Estelionato, falsidade ideológica, exercício ilegal da medicina, emissão de atestado falso e exposição da vida ou da saúde de outrem a perigo direto e iminente. Esses são os crimes pelos quais um homem, de 37 anos, foi indiciado pela Polícia Civil de Minas Gerais (PCMG) em inquérito que apurou a conduta do falso médico, atuante na região do Barreiro, em Belo Horizonte.

Levantamentos apontam que o indiciado recebia em torno de R$ 40 mil por semana, por meio de tratamentos, procedimentos e consultas médicas, além de parceria com laboratório e farmácia, e venda de medicamentos. A estimativa é de que ele esteja atuando de forma irregular há cerca de três anos.

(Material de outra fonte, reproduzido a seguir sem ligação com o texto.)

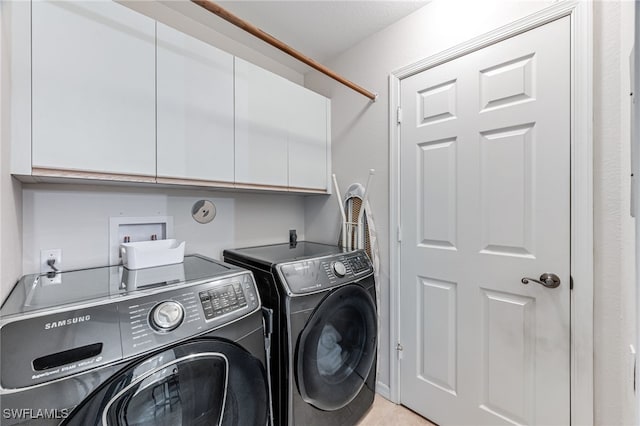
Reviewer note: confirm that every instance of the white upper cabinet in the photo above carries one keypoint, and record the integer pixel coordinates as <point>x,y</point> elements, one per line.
<point>261,126</point>
<point>308,138</point>
<point>93,79</point>
<point>195,109</point>
<point>282,136</point>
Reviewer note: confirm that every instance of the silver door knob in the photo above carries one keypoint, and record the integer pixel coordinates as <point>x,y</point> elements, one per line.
<point>548,280</point>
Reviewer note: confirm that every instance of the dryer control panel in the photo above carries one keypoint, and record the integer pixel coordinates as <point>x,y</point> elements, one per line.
<point>317,274</point>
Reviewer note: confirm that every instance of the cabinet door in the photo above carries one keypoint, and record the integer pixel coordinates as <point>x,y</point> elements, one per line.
<point>261,126</point>
<point>195,108</point>
<point>93,88</point>
<point>307,139</point>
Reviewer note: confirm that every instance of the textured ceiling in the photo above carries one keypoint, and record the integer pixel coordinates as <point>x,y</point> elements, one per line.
<point>321,29</point>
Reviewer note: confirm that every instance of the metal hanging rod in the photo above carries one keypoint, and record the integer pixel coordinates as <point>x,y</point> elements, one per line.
<point>268,38</point>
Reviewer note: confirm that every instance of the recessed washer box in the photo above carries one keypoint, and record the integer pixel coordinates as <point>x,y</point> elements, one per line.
<point>137,229</point>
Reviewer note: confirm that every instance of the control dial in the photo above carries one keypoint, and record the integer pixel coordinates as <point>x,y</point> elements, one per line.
<point>339,269</point>
<point>166,316</point>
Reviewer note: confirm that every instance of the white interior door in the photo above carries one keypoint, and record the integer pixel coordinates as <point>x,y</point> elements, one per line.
<point>485,201</point>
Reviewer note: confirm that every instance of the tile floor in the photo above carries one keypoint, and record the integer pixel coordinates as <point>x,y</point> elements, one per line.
<point>385,413</point>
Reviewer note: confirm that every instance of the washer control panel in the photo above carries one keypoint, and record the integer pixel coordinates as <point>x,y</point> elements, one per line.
<point>311,275</point>
<point>223,300</point>
<point>160,319</point>
<point>166,316</point>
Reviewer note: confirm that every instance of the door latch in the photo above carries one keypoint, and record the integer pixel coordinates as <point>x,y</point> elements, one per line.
<point>548,280</point>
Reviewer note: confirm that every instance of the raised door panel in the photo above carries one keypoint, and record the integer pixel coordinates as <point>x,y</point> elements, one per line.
<point>261,155</point>
<point>93,88</point>
<point>307,139</point>
<point>195,108</point>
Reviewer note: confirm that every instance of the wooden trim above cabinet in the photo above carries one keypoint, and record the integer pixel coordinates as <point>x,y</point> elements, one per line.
<point>194,182</point>
<point>308,190</point>
<point>76,174</point>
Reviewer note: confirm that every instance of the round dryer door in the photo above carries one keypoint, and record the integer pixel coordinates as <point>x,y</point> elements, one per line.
<point>336,349</point>
<point>204,382</point>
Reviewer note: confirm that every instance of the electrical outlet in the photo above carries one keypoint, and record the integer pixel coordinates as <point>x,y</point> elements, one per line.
<point>45,257</point>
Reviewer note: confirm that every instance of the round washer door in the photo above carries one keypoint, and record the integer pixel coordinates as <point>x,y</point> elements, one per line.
<point>336,349</point>
<point>203,382</point>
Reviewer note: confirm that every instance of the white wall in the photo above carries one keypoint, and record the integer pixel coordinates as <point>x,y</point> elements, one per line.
<point>75,218</point>
<point>10,189</point>
<point>186,17</point>
<point>614,270</point>
<point>360,129</point>
<point>360,132</point>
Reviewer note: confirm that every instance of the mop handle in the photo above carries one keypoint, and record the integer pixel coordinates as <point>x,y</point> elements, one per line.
<point>361,212</point>
<point>344,217</point>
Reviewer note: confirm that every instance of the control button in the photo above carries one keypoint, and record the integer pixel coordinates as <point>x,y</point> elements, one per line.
<point>167,316</point>
<point>339,269</point>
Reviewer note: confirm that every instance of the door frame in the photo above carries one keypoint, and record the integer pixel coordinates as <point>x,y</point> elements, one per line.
<point>581,141</point>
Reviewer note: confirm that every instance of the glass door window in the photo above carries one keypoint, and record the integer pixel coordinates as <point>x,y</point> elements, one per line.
<point>337,348</point>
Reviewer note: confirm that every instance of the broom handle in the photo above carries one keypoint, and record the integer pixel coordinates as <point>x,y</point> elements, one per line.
<point>344,217</point>
<point>361,212</point>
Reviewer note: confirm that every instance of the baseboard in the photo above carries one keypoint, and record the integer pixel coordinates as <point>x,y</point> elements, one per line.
<point>383,390</point>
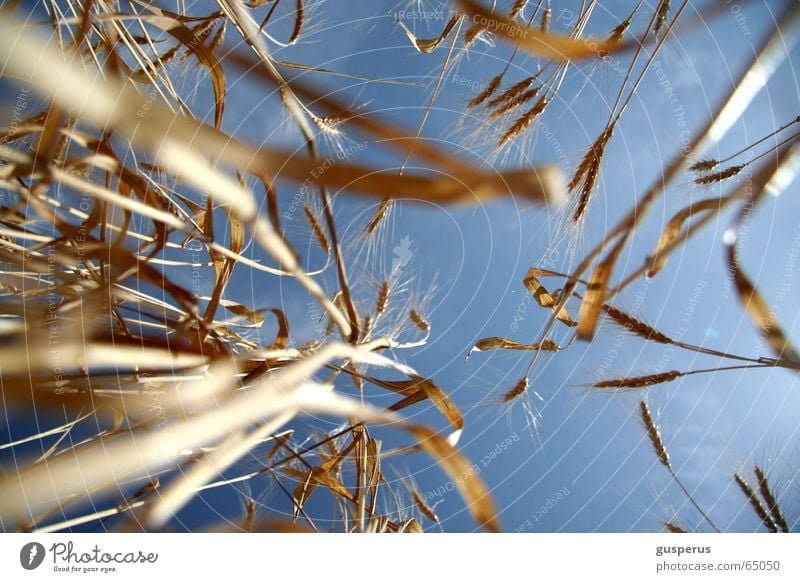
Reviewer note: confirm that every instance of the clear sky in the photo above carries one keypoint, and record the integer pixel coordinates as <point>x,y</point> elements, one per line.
<point>587,464</point>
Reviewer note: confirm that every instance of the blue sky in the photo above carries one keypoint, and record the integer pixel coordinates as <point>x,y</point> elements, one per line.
<point>587,466</point>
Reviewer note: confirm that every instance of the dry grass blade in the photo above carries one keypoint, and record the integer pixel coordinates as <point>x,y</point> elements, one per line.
<point>428,45</point>
<point>419,321</point>
<point>654,435</point>
<point>501,343</point>
<point>759,311</point>
<point>543,297</point>
<point>769,498</point>
<point>719,176</point>
<point>673,230</point>
<point>755,503</point>
<point>537,42</point>
<point>423,507</point>
<point>594,298</point>
<point>441,400</point>
<point>517,8</point>
<point>316,226</point>
<point>662,13</point>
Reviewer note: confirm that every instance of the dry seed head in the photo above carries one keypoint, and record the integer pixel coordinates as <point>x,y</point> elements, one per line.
<point>703,166</point>
<point>655,436</point>
<point>719,176</point>
<point>423,507</point>
<point>635,326</point>
<point>319,232</point>
<point>518,390</point>
<point>383,299</point>
<point>755,503</point>
<point>523,122</point>
<point>587,172</point>
<point>639,381</point>
<point>662,12</point>
<point>546,15</point>
<point>514,103</point>
<point>517,9</point>
<point>418,321</point>
<point>511,92</point>
<point>769,498</point>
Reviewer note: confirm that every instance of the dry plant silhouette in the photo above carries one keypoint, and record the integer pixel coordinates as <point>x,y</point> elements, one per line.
<point>114,189</point>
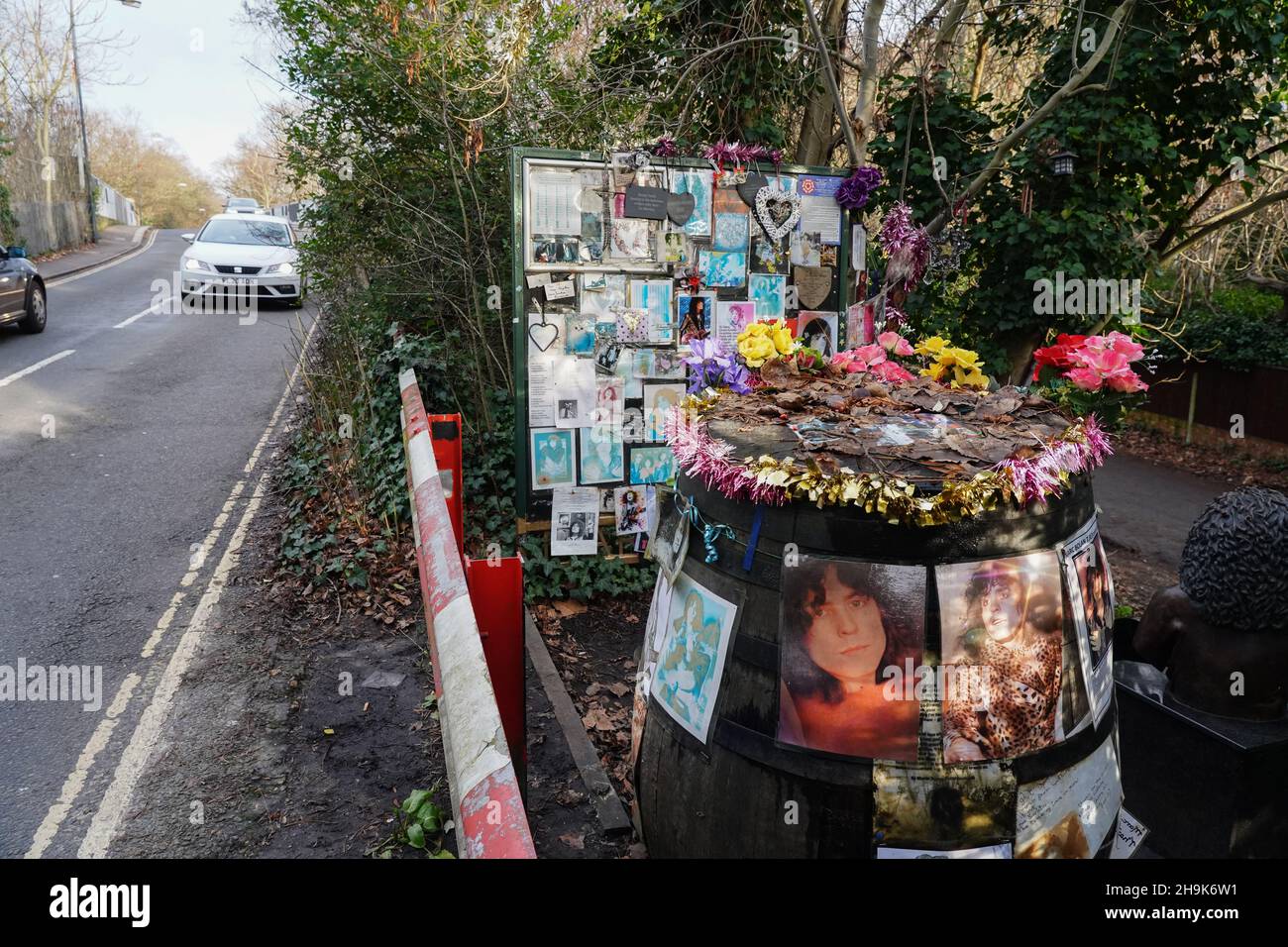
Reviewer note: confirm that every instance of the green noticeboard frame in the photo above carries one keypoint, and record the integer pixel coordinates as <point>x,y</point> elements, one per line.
<point>527,500</point>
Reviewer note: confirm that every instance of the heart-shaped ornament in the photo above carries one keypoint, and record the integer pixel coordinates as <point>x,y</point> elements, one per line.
<point>542,334</point>
<point>747,189</point>
<point>777,211</point>
<point>679,208</point>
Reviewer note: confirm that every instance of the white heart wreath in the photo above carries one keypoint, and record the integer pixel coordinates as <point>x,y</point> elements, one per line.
<point>771,196</point>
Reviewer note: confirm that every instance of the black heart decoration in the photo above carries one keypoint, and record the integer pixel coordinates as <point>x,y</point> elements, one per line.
<point>536,334</point>
<point>679,208</point>
<point>748,188</point>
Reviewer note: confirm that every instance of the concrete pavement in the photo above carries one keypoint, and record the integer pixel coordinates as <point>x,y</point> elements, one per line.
<point>1147,508</point>
<point>124,440</point>
<point>112,243</point>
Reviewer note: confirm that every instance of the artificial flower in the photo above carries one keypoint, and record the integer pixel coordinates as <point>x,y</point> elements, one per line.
<point>712,367</point>
<point>896,344</point>
<point>890,371</point>
<point>854,191</point>
<point>755,346</point>
<point>906,247</point>
<point>782,338</point>
<point>931,347</point>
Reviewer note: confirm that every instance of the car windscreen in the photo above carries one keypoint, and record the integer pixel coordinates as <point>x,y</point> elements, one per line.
<point>245,232</point>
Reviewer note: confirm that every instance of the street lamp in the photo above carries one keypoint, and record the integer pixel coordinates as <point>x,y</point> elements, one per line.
<point>80,103</point>
<point>1061,163</point>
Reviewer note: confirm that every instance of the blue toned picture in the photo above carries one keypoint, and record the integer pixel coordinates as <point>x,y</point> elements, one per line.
<point>730,221</point>
<point>600,455</point>
<point>652,464</point>
<point>691,663</point>
<point>728,269</point>
<point>580,334</point>
<point>699,184</point>
<point>769,292</point>
<point>553,455</point>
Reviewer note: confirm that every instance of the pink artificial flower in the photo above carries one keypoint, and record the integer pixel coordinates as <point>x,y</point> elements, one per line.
<point>872,355</point>
<point>896,343</point>
<point>1126,346</point>
<point>1086,379</point>
<point>1126,380</point>
<point>846,360</point>
<point>1117,343</point>
<point>892,371</point>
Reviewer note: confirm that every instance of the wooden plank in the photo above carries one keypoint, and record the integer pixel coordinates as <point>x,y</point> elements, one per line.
<point>608,804</point>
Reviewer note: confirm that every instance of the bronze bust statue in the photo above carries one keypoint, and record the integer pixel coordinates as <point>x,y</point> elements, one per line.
<point>1223,633</point>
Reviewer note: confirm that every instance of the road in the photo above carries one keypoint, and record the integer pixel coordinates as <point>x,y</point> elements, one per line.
<point>120,455</point>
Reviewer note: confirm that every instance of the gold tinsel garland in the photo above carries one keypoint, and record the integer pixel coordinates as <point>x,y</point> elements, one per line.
<point>892,497</point>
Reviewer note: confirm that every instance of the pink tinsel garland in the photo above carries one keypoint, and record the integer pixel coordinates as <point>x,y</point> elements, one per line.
<point>1038,476</point>
<point>704,458</point>
<point>1034,478</point>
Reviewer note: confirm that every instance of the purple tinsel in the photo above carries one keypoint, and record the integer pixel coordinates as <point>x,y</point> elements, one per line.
<point>712,462</point>
<point>906,247</point>
<point>855,189</point>
<point>1038,476</point>
<point>738,154</point>
<point>712,367</point>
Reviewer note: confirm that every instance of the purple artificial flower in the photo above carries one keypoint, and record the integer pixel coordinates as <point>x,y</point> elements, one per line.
<point>906,245</point>
<point>666,147</point>
<point>712,367</point>
<point>857,189</point>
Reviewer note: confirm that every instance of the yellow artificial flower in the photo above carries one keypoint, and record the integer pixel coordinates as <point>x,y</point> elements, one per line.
<point>782,337</point>
<point>931,347</point>
<point>755,346</point>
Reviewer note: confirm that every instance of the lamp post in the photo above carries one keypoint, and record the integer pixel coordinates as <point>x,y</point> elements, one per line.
<point>80,103</point>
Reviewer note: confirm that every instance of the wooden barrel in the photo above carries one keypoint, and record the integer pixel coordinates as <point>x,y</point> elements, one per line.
<point>746,792</point>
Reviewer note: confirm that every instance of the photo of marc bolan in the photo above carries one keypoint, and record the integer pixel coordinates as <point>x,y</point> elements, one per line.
<point>844,625</point>
<point>1001,622</point>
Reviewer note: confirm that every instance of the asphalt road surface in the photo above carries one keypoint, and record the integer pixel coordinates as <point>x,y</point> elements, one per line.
<point>123,482</point>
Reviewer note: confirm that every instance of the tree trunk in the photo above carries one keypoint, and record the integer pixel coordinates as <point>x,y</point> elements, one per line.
<point>814,145</point>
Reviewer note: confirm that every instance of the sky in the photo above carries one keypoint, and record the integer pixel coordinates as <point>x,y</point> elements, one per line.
<point>185,73</point>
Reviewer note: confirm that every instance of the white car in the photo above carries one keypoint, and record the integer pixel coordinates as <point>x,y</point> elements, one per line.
<point>245,253</point>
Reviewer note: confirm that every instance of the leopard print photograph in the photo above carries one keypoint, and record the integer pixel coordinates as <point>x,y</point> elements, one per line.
<point>1001,622</point>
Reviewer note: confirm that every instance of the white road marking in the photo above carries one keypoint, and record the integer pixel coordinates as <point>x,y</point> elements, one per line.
<point>141,315</point>
<point>75,781</point>
<point>124,258</point>
<point>38,367</point>
<point>149,729</point>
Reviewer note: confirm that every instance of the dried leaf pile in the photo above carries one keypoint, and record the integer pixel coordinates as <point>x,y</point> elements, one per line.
<point>918,432</point>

O delegado Túlio Leno, que coordenou as investigações, ressalta que o suspeito mantinha uma vida de luxo, com carros alugados e viagens ao exterior. Inclusive, ele estava com pacote comprado para a República Dominicana.
O investigado está preso em virtude de mandado de prisão preventiva e os autos foram encaminhados à Justiça.
Investigações
A delegada Gislaine Rios conta que as investigações iniciaram após denúncia de um suposto erro em procedimento médico. “Pensando se tratar de um erro médico, os investigadores foram até o local e descobriram que o suspeito é fisioterapeuta, que não tem especialidades e que se passava por médico”, ressalta Gislaine.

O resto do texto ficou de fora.